We need a reduction in snow plowing and maintenance, we’ll get to your roads in a few days or maybe a week, depending on how many plows and operators are working. Need unemployment to eat? We randomly delete 7 to 8% of cases. Children being abused or neglected, sorry, 7 to 8% of calls are randomly discarded. We’re cutting student population by to 7 to 8% in order to better educate some kids at the expense of those who are cut from school. Apply next year to see if your child can be included then. FOID card issue/renewal requests are suspended until we catch up…cutting services and jobs to make the economy grow - a proven failure every time.

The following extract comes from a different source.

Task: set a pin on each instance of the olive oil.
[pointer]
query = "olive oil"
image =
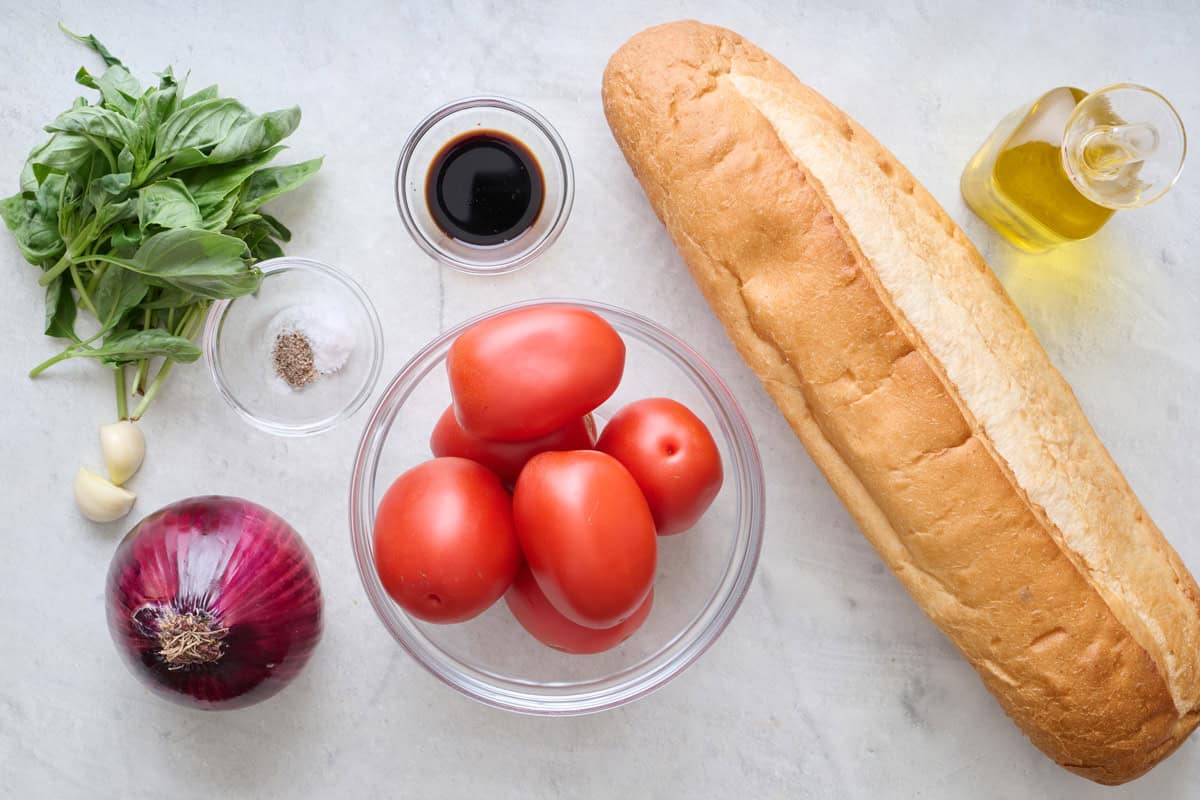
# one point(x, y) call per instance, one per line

- John Deere Green - Wednesday, Feb 17, 21 @ 5:38 pm:
==I disagree. And I worked in state government for over 30 years.==
Then you and CapitolRob should have no problem specifically identifying the approximately $333 million in General Funds “pork” that 8% of the proposed FY 2022 budget expenditures would represent. We all look forward to your detailed explanation of these cuts and where exactly in the budget you would make them. Page and line, please. You can even use the enacted FY 2021 ops budget, so all the numbers are right there for you.
==I guess common sense is the only thing banned from this board.==
The cheese to go with that whine is next to the deli, Mr. Common Sense.
- M - Wednesday, Feb 17, 21 @ 8:18 pm:
The unemployment office cannot afford any cuts.
- M - Wednesday, Feb 17, 21 @ 8:20 pm:
===could be done by just trimming pork===
Where is the pork? Name names please.